Increase in entropy when a solid melts

In thermodynamics, the entropy of fusion is the increase in entropy when melting a solid substance. This is almost always positive since the degree of disorder increases in the transition from an organized crystalline solid to the disorganized structure of a liquid; the only known exception is helium. It is denoted as $\Delta S_{\text{fus}}$ and normally expressed in joules per mole-kelvin, J/(mol·K).

A natural process such as a phase transition will occur when the associated change in the Gibbs free energy is negative.
$\Delta G_{\text{fus}} = \Delta H_{\text{fus}} - T \times \Delta S_{\text{fus}} < 0,$
where $\Delta H_\text{fus}$ is the enthalpy of fusion.
Since this is a thermodynamic equation, the symbol $T$ refers to the absolute thermodynamic temperature, measured in kelvins (K).

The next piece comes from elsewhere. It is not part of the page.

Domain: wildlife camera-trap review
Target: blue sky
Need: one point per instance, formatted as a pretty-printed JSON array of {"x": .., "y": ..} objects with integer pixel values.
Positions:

Equilibrium occurs when the temperature is equal to the melting point $T = T_f$ so that
$\Delta G_{\text{fus}} = \Delta H_{\text{fus}} - T_f \times \Delta S_{\text{fus}} = 0,$
and the entropy of fusion is the heat of fusion divided by the melting point:
 $\Delta S_{\text{fus}} = \frac {\Delta H_{\text{fus}}} {T_f}$

==Helium==
Helium-3 has a negative entropy of fusion at temperatures below 0.3 K. Helium-4 also has a very slightly negative entropy of fusion below 0.8 K. This means that, at appropriate constant pressures, these substances freeze with the addition of heat.